Grimaldi’s Coal Brick-Oven Pizzeria
How good can a pizza be (which also translates to: how much better than other pizzas)?
Exceptionally good, especially if it’s topped by high-quality, interesting ingredients and a sauce whose creator knows the value of extra soul as opposed to just extra salt, and if it’s cooked at a sufficiently high temperature.
How bad can service in a pizza place be? Well, we’re not talking F territory here or even D. But just because it’s a pizza place doesn’t mean customers don’t deserve the same attention to detail and dedication to quality that they’d find anywhere else in the middle spectrum of the restaurant world. But more on that later.
Grimaldi’s Coal Brick-Oven Pizzeria states in its promotional materials that it’s a descendant of a pizzeria in New York that was the birthplace of pizza in this country, but its current locations all seem to be clustered in the Southwest. No matter; it’s the carrying-on of the pizza-making tradition that matters, and here Grimaldi’s seems to have succeeded.
The pizzeria’s menu maintains that those way-back-when N.Y. pizzas were cooked with coal “because it gave the pizza a unique flavor and a crisp crust that is just not possible from gas, convection or wood ovens.” We could debate that one all day, but historians say those long-ago pizzaolos cooked with coal mainly because it was cheap and readily available, and somehow the lingering waft of woodsmoke is way more appealing than a similar vestige of coal, but maybe it’s just me. I do, however, appreciate that in a coal-fired oven, the heat is particularly high so the crust gets nice and crisp on the exterior without losing that give-and-take, fight-back elasticity that’s so appealing, so we’ll call it a split decision.
Speaking of splits: Our party of four was divided into conservative and out-there camps, so we ended up with two small pizzas (16 inches are $13; 12-inch personals are $9, while 18-inch larges are $15). For toppings, the red-state types chose mushrooms and Italian sausage ($2 each), while the blue camp got creative with meatballs ($2), sun-dried tomatoes ($4) and pesto ($2) — yes, on tomato sauce.
So how’d they measure up? Quite well; this probably is my second-favorite pizza in Las Vegas (and no, I won’t tell you the first). The sausage was nice big slices so we could really taste it instead of those little crumbles that are on the stuff they bring in at the office, and the mushrooms were lightly cooked, retaining lots of texture.

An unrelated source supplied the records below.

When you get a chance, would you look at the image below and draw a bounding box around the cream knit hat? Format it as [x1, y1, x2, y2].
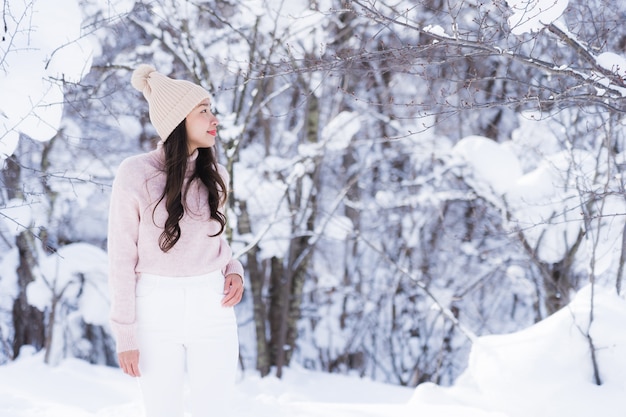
[131, 64, 210, 141]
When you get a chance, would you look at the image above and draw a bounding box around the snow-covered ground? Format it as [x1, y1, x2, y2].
[1, 284, 623, 417]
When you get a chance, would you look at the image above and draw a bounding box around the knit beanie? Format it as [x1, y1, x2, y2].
[131, 64, 210, 141]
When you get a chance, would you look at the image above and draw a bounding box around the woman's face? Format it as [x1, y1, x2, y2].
[185, 99, 218, 154]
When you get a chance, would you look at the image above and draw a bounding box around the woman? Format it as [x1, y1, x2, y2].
[107, 64, 244, 417]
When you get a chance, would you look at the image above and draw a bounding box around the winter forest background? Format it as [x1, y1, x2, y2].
[2, 0, 626, 392]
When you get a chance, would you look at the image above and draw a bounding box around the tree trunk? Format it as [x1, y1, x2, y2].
[542, 228, 584, 315]
[268, 255, 285, 371]
[12, 231, 45, 358]
[43, 293, 59, 365]
[237, 200, 271, 375]
[274, 88, 320, 377]
[4, 154, 45, 358]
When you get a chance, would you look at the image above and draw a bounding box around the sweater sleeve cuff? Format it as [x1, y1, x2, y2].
[110, 321, 138, 353]
[223, 259, 244, 283]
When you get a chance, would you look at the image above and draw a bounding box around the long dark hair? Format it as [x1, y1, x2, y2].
[153, 119, 227, 252]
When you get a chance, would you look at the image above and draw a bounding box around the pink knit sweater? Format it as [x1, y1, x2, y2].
[107, 147, 243, 352]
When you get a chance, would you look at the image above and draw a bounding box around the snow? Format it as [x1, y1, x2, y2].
[0, 0, 93, 158]
[443, 285, 626, 417]
[232, 150, 293, 260]
[504, 152, 584, 263]
[29, 242, 110, 325]
[451, 126, 626, 266]
[0, 130, 19, 159]
[1, 284, 623, 417]
[320, 111, 362, 152]
[80, 0, 135, 22]
[423, 24, 449, 38]
[596, 52, 626, 78]
[506, 0, 569, 35]
[503, 13, 626, 98]
[452, 135, 522, 195]
[0, 199, 34, 237]
[321, 214, 353, 240]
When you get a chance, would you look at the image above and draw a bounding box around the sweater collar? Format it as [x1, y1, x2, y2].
[152, 146, 199, 176]
[187, 148, 199, 163]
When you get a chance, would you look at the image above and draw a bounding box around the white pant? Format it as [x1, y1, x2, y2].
[136, 271, 239, 417]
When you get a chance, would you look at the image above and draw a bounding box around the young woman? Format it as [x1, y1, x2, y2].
[107, 64, 244, 417]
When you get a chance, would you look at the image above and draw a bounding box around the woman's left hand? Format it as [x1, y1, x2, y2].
[222, 274, 244, 307]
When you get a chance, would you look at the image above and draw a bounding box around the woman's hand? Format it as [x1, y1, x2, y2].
[118, 349, 141, 377]
[222, 274, 244, 307]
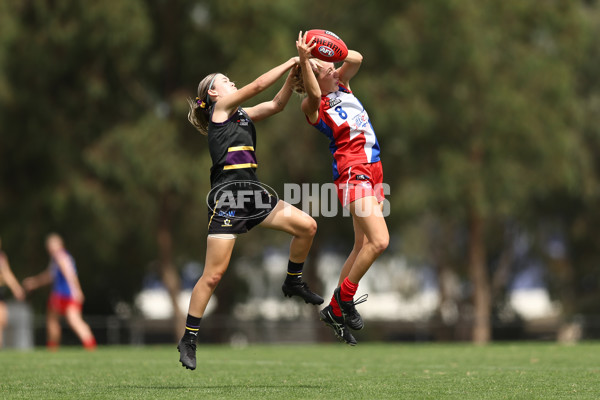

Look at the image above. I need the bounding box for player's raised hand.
[296,31,316,61]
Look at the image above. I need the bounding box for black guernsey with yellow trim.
[208,108,259,188]
[205,107,278,234]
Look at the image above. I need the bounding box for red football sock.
[330,278,359,317]
[340,277,359,302]
[330,294,342,317]
[83,337,97,350]
[47,341,59,351]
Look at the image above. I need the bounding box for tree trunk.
[468,208,491,343]
[430,218,458,341]
[551,256,580,343]
[157,191,184,341]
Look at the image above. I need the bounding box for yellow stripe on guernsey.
[228,146,254,151]
[223,146,258,170]
[223,164,258,170]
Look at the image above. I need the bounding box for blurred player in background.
[293,31,389,345]
[178,56,323,370]
[22,233,96,350]
[0,237,26,348]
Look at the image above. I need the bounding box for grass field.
[1,342,599,399]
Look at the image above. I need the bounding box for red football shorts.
[48,293,82,315]
[335,161,385,207]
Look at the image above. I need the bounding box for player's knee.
[304,217,317,238]
[202,272,224,290]
[371,233,389,255]
[297,215,317,238]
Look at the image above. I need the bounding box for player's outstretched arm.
[245,63,299,122]
[0,255,25,300]
[215,57,298,120]
[338,50,363,89]
[22,267,52,293]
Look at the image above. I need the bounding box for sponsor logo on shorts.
[222,218,233,227]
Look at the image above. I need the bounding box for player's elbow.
[272,100,286,114]
[252,76,270,93]
[347,50,363,63]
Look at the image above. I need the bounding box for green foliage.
[1,0,600,319]
[366,0,588,219]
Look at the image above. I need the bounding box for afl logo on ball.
[318,46,335,58]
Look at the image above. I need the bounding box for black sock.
[285,260,304,283]
[184,314,202,337]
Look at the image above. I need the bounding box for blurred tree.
[0,0,154,311]
[543,0,600,339]
[1,0,600,345]
[84,111,209,338]
[352,0,591,342]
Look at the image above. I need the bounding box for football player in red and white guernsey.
[294,31,389,345]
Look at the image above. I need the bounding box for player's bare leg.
[65,306,96,350]
[346,197,388,282]
[0,302,7,348]
[337,217,368,286]
[189,237,236,317]
[259,201,323,304]
[328,197,388,334]
[46,310,61,351]
[259,200,316,262]
[179,236,235,370]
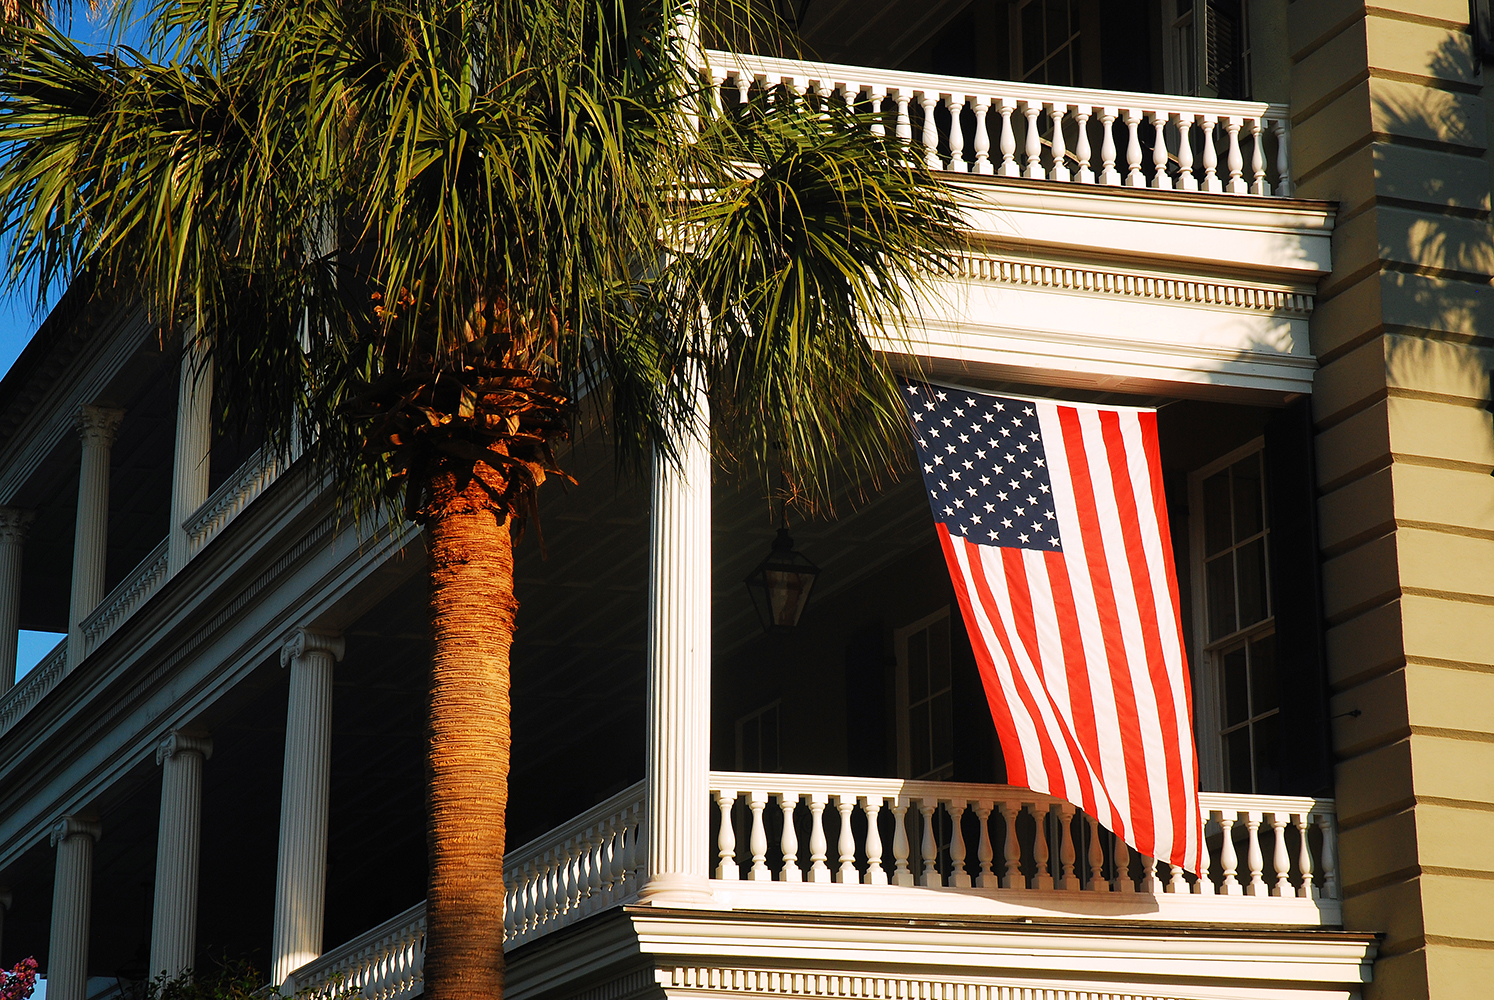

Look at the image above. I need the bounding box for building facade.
[0,2,1488,999]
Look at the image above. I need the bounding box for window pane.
[742,717,760,772]
[1206,553,1236,640]
[1236,537,1268,628]
[1203,471,1232,554]
[761,708,779,772]
[1222,643,1249,727]
[1250,632,1278,715]
[932,691,954,771]
[909,631,928,701]
[1232,454,1264,538]
[1253,714,1281,794]
[1223,727,1252,793]
[1023,2,1044,71]
[911,705,932,777]
[930,619,951,694]
[1047,0,1068,48]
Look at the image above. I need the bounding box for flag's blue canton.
[905,381,1062,552]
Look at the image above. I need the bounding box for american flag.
[904,379,1204,874]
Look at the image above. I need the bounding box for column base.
[636,874,719,909]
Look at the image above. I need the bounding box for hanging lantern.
[744,527,821,631]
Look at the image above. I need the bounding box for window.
[895,608,953,780]
[1011,0,1082,87]
[1189,442,1279,793]
[1163,0,1251,99]
[736,701,781,772]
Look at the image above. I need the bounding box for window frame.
[734,699,783,773]
[1187,436,1275,792]
[894,606,954,780]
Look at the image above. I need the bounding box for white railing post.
[714,790,737,880]
[1048,105,1070,182]
[1031,803,1053,890]
[863,795,888,885]
[807,792,832,883]
[780,792,802,882]
[974,801,995,888]
[892,797,913,886]
[947,799,971,888]
[749,791,772,881]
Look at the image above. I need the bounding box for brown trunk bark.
[423,467,516,1000]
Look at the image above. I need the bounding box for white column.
[0,507,34,692]
[638,372,713,906]
[271,629,344,985]
[47,816,101,1000]
[149,732,212,981]
[168,342,213,575]
[68,405,125,670]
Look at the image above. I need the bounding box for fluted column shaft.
[0,508,34,691]
[150,732,212,980]
[48,816,101,1000]
[271,629,344,985]
[68,406,125,669]
[639,370,713,905]
[168,342,213,575]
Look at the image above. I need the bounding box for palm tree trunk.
[424,467,516,1000]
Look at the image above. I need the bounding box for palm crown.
[0,0,962,996]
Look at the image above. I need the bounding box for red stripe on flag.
[1055,405,1155,852]
[937,525,1030,789]
[1043,547,1116,836]
[1097,411,1188,863]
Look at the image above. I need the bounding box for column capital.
[75,405,125,448]
[49,815,101,847]
[155,731,213,766]
[279,628,345,668]
[0,507,35,543]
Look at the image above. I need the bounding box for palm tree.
[0,2,962,998]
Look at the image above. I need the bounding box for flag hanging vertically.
[903,380,1204,874]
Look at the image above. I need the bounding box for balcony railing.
[289,770,1340,1000]
[710,771,1338,925]
[0,637,65,738]
[184,447,284,560]
[701,50,1293,197]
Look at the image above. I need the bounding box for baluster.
[946,95,967,173]
[1086,816,1106,891]
[998,99,1019,177]
[1142,854,1161,894]
[1318,812,1339,898]
[783,75,805,111]
[918,93,942,169]
[734,72,750,110]
[1194,813,1215,895]
[892,797,914,886]
[567,837,584,912]
[1219,812,1242,895]
[538,850,556,926]
[1023,102,1044,179]
[614,819,633,894]
[835,796,859,883]
[1056,803,1078,890]
[715,790,739,880]
[1168,854,1189,894]
[1073,108,1094,183]
[1295,812,1317,899]
[1099,108,1119,185]
[948,800,971,887]
[582,827,601,910]
[779,792,803,882]
[863,796,888,885]
[1273,118,1293,196]
[971,96,993,174]
[1249,119,1267,195]
[1150,111,1172,190]
[1123,110,1144,187]
[1031,803,1054,890]
[520,860,537,933]
[1200,118,1220,192]
[707,69,727,120]
[867,86,886,140]
[808,792,832,883]
[1225,116,1246,193]
[598,824,616,904]
[998,801,1022,888]
[974,801,995,888]
[749,791,772,881]
[1113,834,1133,893]
[919,800,940,886]
[1270,813,1292,896]
[894,91,914,162]
[1048,105,1070,182]
[1177,116,1197,190]
[1245,811,1267,896]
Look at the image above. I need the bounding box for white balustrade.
[708,772,1339,912]
[283,901,426,1000]
[503,781,645,948]
[701,51,1293,198]
[184,447,284,559]
[78,539,169,660]
[0,637,65,738]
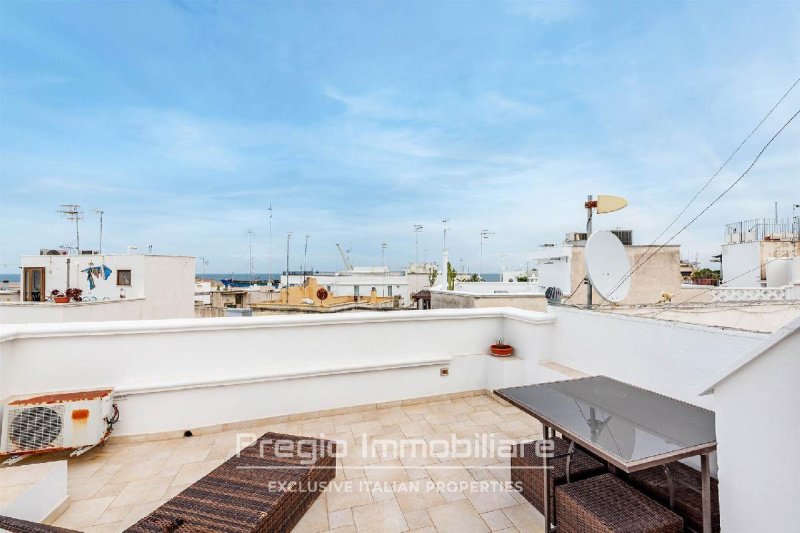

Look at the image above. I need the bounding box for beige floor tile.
[364,460,410,485]
[109,475,174,509]
[95,504,130,525]
[427,499,490,533]
[94,481,129,499]
[399,421,434,438]
[328,508,354,529]
[82,523,123,533]
[393,480,445,512]
[465,480,518,513]
[351,499,408,533]
[470,411,505,425]
[293,495,329,532]
[171,458,223,486]
[68,474,112,500]
[118,500,165,529]
[403,509,432,529]
[53,497,115,529]
[481,509,513,531]
[328,526,357,533]
[326,479,374,512]
[108,459,167,484]
[501,503,545,533]
[350,420,385,438]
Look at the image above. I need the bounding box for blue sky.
[1,1,798,273]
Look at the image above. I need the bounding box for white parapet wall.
[0,309,555,436]
[547,306,765,408]
[0,307,765,437]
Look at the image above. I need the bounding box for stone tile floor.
[53,393,546,532]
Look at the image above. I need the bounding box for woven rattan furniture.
[496,377,717,532]
[629,462,720,533]
[556,473,683,533]
[125,432,336,532]
[0,516,80,533]
[511,437,605,519]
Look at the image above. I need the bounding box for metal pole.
[303,234,310,285]
[75,215,80,254]
[268,205,273,287]
[480,232,483,279]
[98,211,103,254]
[285,233,292,287]
[701,453,711,533]
[66,258,71,290]
[586,194,593,309]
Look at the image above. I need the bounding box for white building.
[1,253,195,323]
[281,263,436,307]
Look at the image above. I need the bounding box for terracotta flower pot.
[490,344,513,357]
[54,296,70,303]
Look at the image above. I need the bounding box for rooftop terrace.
[51,392,545,532]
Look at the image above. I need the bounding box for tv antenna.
[414,224,423,263]
[56,204,83,254]
[584,195,628,307]
[584,230,631,305]
[267,205,273,286]
[198,256,209,275]
[244,228,256,284]
[442,218,450,250]
[381,242,388,267]
[93,208,104,254]
[303,234,310,284]
[480,229,494,280]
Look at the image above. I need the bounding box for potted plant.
[65,288,83,302]
[51,289,70,303]
[490,337,513,357]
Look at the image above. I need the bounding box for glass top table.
[495,376,717,532]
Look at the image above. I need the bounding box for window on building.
[387,285,392,297]
[117,270,132,286]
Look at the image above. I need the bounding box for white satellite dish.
[585,231,631,303]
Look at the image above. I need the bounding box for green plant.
[516,275,528,282]
[447,262,457,290]
[468,273,482,282]
[494,337,509,347]
[691,268,720,280]
[427,267,438,287]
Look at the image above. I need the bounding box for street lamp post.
[414,225,423,264]
[480,229,494,280]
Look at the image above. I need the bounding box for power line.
[602,106,800,302]
[598,77,800,306]
[639,249,796,318]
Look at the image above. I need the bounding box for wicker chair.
[556,473,683,533]
[125,432,336,532]
[511,437,606,519]
[0,516,79,533]
[628,462,720,533]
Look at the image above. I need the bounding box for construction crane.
[336,243,353,271]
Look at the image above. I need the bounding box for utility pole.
[585,194,594,308]
[245,228,255,284]
[285,232,292,290]
[414,225,423,264]
[480,229,494,280]
[442,219,450,250]
[94,209,104,254]
[303,234,310,285]
[57,205,83,255]
[381,242,387,267]
[267,205,273,287]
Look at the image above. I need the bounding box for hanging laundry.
[102,264,112,280]
[81,265,105,290]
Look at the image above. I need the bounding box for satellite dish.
[595,195,628,214]
[585,231,631,303]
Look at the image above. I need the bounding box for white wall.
[0,299,149,324]
[711,326,800,532]
[453,282,542,295]
[1,309,559,435]
[14,254,195,321]
[547,306,765,408]
[721,242,761,287]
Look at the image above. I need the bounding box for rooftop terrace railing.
[725,217,800,244]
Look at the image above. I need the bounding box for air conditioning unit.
[1,389,116,464]
[39,248,67,256]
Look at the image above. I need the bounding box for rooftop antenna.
[303,234,310,284]
[267,205,273,286]
[414,224,423,263]
[198,256,209,275]
[285,232,292,291]
[442,218,450,250]
[480,229,495,280]
[585,231,632,305]
[583,194,628,307]
[56,204,83,255]
[93,208,104,254]
[245,228,256,284]
[381,242,388,267]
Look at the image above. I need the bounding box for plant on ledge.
[490,337,513,357]
[50,289,70,303]
[65,288,83,302]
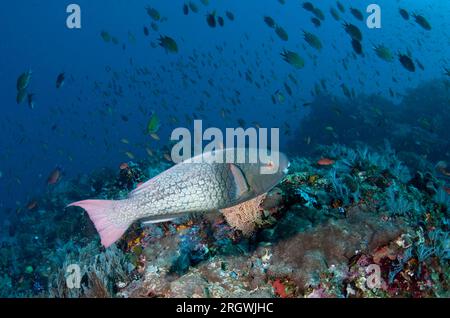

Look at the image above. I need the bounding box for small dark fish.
[17,71,32,91]
[275,25,288,41]
[398,53,415,72]
[444,68,450,77]
[330,8,340,21]
[399,8,409,20]
[343,22,362,41]
[206,12,216,27]
[27,200,38,211]
[311,17,321,27]
[143,26,149,36]
[284,82,292,96]
[280,49,304,69]
[416,59,425,71]
[312,7,325,21]
[158,35,178,53]
[336,1,345,13]
[225,11,235,21]
[302,2,315,12]
[264,16,276,28]
[271,95,276,104]
[350,7,364,21]
[47,167,62,185]
[413,14,431,30]
[217,16,224,27]
[341,83,352,99]
[303,31,322,50]
[121,115,129,122]
[16,89,27,104]
[183,3,189,15]
[27,93,35,109]
[351,39,363,55]
[188,1,199,13]
[56,72,65,88]
[146,6,161,21]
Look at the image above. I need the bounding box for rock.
[270,206,405,292]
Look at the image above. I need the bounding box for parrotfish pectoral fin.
[67,199,129,248]
[140,212,193,226]
[229,163,250,198]
[141,217,177,226]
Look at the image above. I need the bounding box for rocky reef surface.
[0,143,448,298]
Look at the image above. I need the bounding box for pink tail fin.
[67,199,129,248]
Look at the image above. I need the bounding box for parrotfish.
[69,148,289,247]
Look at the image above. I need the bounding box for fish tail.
[67,199,130,248]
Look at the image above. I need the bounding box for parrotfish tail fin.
[67,199,129,248]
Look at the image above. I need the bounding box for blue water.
[0,0,448,213]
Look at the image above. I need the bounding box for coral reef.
[289,79,450,165]
[0,140,448,298]
[221,194,268,237]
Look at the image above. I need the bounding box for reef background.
[1,0,449,212]
[0,0,449,297]
[0,80,448,297]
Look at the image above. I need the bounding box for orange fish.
[317,158,335,166]
[119,162,129,170]
[27,200,38,210]
[47,168,61,185]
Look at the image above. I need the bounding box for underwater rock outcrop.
[289,79,450,164]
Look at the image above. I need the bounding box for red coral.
[272,279,288,298]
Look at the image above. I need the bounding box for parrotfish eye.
[263,160,278,173]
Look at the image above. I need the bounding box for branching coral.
[429,229,450,265]
[384,185,412,217]
[48,259,85,298]
[388,247,413,284]
[83,245,132,296]
[48,242,133,298]
[434,187,450,211]
[328,169,350,203]
[222,194,267,236]
[321,142,411,183]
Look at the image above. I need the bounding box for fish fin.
[140,211,194,226]
[128,171,168,198]
[141,217,177,226]
[128,179,154,197]
[229,163,250,198]
[67,199,129,248]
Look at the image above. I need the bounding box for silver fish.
[68,148,289,247]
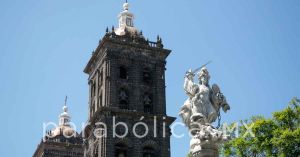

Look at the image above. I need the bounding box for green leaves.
[221,97,300,157]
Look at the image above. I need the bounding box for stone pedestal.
[189,125,228,157]
[191,144,219,157]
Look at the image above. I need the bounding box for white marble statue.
[179,66,230,156]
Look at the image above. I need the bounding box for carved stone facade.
[33,104,84,157]
[33,135,84,157]
[82,3,175,157]
[33,2,175,157]
[83,24,175,157]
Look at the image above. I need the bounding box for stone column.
[191,144,219,157]
[188,123,230,157]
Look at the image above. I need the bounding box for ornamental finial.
[64,95,68,106]
[59,96,71,126]
[123,2,129,11]
[63,96,68,112]
[115,0,137,36]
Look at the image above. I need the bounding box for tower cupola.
[51,96,75,137]
[59,104,71,126]
[59,97,71,126]
[115,2,138,36]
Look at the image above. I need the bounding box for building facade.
[33,2,175,157]
[33,103,84,157]
[83,2,175,157]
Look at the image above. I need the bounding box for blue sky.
[0,0,299,156]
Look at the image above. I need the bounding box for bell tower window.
[115,143,127,157]
[119,66,128,79]
[119,88,129,110]
[119,100,128,110]
[143,68,151,83]
[143,94,153,114]
[143,147,155,157]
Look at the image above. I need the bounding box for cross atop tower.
[64,95,68,106]
[59,96,71,126]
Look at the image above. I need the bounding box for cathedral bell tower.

I didn’t think we’d be able to really taste the pesto on the blue-state pizza, but sure enough, it was sufficiently assertive to poke its head up above the sea of red, and the concentrated flavor and chewy texture of the sun-dried tomatoes and milder, meaty flavor and texture of the meatballs ended up working nicely.
We also had a small Caesar salad ($6; large is $9) and a small antipasto ($8; large is $12), and just as was the case with the pizzas, “small” wasn’t. The Caesar was an exceptionally nice rendition with a particularly creamy dressing, crunchy-crisp romaine and a truly generous amount of shaved Parmesan. The antipasto was a platter bearing slices of fresh mozzarella plus olives, rolled salami, roasted red peppers and some bread, with olive oil and balsamic on the side for dressing as we saw fit.
We all shared a cannoli ($4.50) — also known as “Grimaldi’s Famous Cannoli” — for dessert, and it was the rich-creamy-stuffed-with-chocolate variety, which is to say we liked it.
We liked the atmosphere, too — especially the bar area that’s open to the air that seems so fresh at this time of year — but we weren’t particularly fond of the service. Our waitress didn’t seem to care that we had to ask her three times for lemon wedges for our water, and the runners didn’t seem to mind that we hadn’t finished our salads before the pizza arrived or that there was no room on our small table for all that food. Our waitress did rise to the occasion toward the end, when she took our boxed-up leftover slices and put the box on another table to get it out of our way.
But by then we already knew: For the pizza, we’ll be back. For the service, not so much.